# 37th Perfect 200 score in Obedience!



## Ljilly28 (Jan 22, 2008)

Spirit's Zim Zam Zoom


----------



## Megora (Jun 7, 2010)

I can't wait to watch this (no vids on the computer)... 

I've watched what looked like perfect runs before that have fallen short of the perfect score.


----------



## NuttinButGoldens (Jan 10, 2009)

I showed this to Gilmour. He said "Yeah, dream on buddy LOL"


----------



## 2golddogs (Oct 19, 2009)

That was pretty!!!! What a joy to watch - Thanks for posting.


----------



## Ljilly28 (Jan 22, 2008)

NuttinButGoldens said:


> I showed this to Gilmour. He said "Yeah, dream on buddy LOL"


That's so funny, because I showed it to Tally too! Probably the closest we'll get to a 200 was those moments, lol.


----------



## GoldenSail (Dec 30, 2008)

Dream on, huh?  Very nice performance he should come out here and train me


----------



## Titan1 (Jan 19, 2010)

Ljilly28 said:


> That's so funny, because I showed it to Tally too! Probably the closest we'll get to a 200 was those moments, lol.


Do not sell yourself or Tally short.. I would have never guessed I could pull scores like I have been getting either. BT..(before Titan) the OTCH was just a far off dream. I remember getting my 1st HIT,1st HC and 1st OTCH point. I think I cried...Dream big lady!!!!!!!!!!!!!
Michelle


----------



## Ljilly28 (Jan 22, 2008)

I would love to see a video of you and Titan!

With Tally, it is more that I need to say NO to any more puppies for a good while, and focus on trialing more and getting experienced beyond Novice. He is such an honest and good dog, and he always does well when we actually get ourselves there.


----------



## Loisiana (Jul 29, 2009)

Titan1 said:


> . BT..(before Titan)


 
LOL, sometimes I refer to my previous life as BD (before dogs) or BF (before Flip). 

I can't watch the video through the school connection, will have to wait until I get home. Is it open or utility?

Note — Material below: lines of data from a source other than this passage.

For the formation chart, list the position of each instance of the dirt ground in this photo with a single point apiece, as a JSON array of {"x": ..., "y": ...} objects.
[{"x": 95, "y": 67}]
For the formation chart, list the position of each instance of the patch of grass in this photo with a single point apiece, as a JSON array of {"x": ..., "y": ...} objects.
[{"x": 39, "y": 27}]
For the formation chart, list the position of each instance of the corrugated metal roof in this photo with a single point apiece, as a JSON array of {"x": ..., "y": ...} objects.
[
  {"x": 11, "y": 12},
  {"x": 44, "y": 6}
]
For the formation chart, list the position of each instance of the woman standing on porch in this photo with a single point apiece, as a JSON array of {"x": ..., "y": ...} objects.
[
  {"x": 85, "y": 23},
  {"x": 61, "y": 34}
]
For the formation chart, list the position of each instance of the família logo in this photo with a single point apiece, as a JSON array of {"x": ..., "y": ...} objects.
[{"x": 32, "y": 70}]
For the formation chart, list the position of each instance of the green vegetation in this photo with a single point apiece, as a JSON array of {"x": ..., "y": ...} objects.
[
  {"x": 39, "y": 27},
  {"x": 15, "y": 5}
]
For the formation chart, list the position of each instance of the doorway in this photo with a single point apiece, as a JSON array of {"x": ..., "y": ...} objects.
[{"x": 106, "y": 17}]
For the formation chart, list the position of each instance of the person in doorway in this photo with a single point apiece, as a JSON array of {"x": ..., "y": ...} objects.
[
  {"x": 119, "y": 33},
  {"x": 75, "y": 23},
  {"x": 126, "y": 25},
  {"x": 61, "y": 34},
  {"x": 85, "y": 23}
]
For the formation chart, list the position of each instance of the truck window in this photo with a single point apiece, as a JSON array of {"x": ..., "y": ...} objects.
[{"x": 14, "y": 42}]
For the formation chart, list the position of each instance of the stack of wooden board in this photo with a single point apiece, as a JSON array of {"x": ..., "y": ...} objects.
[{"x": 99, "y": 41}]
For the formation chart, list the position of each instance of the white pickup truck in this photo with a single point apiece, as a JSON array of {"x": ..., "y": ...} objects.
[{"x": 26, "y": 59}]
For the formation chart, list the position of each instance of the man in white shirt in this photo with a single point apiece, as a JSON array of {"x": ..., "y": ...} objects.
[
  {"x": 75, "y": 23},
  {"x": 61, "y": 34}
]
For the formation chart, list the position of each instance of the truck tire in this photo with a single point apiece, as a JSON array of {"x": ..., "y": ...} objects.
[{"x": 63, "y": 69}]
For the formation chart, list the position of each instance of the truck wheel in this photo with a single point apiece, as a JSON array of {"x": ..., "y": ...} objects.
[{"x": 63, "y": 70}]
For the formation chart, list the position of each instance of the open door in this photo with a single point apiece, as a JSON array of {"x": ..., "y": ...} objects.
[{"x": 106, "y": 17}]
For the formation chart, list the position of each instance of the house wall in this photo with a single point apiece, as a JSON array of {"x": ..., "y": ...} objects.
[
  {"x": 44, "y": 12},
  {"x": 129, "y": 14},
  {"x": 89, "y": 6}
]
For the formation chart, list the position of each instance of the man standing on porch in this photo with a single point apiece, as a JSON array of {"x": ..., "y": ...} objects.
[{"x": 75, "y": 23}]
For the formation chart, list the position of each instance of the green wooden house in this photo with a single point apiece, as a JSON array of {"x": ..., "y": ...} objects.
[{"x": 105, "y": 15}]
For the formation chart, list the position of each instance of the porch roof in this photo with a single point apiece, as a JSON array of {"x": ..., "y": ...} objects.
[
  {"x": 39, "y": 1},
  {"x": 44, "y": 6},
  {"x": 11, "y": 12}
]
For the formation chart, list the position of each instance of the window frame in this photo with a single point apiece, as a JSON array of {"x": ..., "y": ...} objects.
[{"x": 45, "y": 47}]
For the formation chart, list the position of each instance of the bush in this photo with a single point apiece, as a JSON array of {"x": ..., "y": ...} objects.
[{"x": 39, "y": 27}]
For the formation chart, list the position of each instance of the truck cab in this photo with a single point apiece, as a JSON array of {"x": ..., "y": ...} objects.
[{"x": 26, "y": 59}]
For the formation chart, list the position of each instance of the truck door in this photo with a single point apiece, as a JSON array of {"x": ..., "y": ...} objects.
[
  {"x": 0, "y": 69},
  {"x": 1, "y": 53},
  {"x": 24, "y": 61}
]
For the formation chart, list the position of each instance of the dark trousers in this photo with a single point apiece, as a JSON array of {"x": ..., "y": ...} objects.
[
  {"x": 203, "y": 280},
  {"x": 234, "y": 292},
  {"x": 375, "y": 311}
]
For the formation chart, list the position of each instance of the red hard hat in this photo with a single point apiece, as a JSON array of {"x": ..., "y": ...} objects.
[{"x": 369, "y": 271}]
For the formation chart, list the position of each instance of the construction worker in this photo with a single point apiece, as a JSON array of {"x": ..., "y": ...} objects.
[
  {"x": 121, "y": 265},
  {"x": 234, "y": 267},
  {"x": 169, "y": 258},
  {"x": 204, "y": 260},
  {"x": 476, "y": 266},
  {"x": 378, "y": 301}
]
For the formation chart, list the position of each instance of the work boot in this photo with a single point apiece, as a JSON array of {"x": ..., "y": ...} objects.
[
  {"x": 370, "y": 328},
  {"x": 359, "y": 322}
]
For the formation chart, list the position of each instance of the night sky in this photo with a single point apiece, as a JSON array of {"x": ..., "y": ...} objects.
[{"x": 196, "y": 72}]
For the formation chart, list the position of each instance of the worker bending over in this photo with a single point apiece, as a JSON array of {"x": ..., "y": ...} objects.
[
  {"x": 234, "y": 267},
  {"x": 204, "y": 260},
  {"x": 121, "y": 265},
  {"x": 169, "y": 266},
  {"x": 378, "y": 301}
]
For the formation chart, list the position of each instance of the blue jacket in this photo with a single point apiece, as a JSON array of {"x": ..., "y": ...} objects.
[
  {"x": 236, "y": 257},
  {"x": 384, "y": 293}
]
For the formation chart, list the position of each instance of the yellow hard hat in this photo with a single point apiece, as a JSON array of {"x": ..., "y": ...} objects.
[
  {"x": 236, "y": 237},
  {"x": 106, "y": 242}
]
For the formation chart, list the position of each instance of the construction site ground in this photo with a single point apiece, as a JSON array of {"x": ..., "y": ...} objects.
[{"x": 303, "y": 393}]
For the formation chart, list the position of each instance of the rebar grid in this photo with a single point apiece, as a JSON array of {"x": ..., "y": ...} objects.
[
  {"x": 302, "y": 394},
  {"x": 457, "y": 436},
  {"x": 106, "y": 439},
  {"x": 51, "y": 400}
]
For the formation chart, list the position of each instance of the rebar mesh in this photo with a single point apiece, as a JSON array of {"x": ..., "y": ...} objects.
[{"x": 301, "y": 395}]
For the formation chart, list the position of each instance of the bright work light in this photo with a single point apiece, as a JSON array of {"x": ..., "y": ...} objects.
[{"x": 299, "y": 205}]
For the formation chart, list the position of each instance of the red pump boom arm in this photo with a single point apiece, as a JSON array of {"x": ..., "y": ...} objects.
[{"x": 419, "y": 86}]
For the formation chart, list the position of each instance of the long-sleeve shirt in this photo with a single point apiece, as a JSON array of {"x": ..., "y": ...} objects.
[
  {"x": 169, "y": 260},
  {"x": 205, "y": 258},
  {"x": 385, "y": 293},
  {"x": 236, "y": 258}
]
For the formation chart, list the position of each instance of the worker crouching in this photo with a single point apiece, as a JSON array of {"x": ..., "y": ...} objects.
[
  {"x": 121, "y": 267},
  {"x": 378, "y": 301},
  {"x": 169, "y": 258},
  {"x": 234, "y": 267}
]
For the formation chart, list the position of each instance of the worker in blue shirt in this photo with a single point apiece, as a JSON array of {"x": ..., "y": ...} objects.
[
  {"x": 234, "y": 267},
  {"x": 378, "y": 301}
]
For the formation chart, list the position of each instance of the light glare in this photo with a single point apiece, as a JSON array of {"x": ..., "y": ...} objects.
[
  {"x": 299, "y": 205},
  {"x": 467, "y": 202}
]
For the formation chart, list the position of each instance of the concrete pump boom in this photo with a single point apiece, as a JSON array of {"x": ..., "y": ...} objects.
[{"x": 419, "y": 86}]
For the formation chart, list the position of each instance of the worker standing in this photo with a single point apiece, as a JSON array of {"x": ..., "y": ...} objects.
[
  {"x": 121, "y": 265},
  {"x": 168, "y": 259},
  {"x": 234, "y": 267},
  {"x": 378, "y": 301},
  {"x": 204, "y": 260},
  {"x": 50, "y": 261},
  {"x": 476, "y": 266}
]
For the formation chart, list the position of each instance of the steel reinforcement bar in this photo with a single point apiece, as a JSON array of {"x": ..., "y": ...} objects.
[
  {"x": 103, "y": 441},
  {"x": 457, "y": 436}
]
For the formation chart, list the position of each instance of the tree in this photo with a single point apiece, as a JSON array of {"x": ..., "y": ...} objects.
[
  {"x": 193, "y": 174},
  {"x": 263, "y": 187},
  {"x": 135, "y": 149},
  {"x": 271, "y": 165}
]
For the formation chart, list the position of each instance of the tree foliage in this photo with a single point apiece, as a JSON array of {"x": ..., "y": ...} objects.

Colby made a 200 once, but it was just in Wild Card novice.(the previous weekend he had made 199.5 in prenovice). Probably the closest thing a Lhasa Apso will ever get to a real 200 though....I certainly don't see any scores coming like that from him again, regular or nonregular classes. I really let his training go. Shame on me.


----------



## RedDogs (Jan 30, 2010)

Canadian utility I think... (...second guess would be UKC).


----------



## Titan1 (Jan 19, 2010)

RedDogs said:


> Canadian utility I think... (...second guess would be UKC).


I have very fond memories of Canada. Titan's very 1st Novice leg in Canada was a 200....my one and only..been close but no cigars...


----------



## Loisiana (Jul 29, 2009)

wow, 200's in utility are incredible. I can only dream about getting a 200 in novice or open, but at least I've gotten kinda close in those classes with 199's. But in utility? No way no how not ever even slightly close. We stink at utility. My highest score there is a 196.5 and even that is rare for us. Mostly due to confidence issues.

Did you notice how after the sit signal the dog licked his lips (maybe burped?) and slightly glanced away? There's a 90 percent chance my dog would not have recovered from that.


----------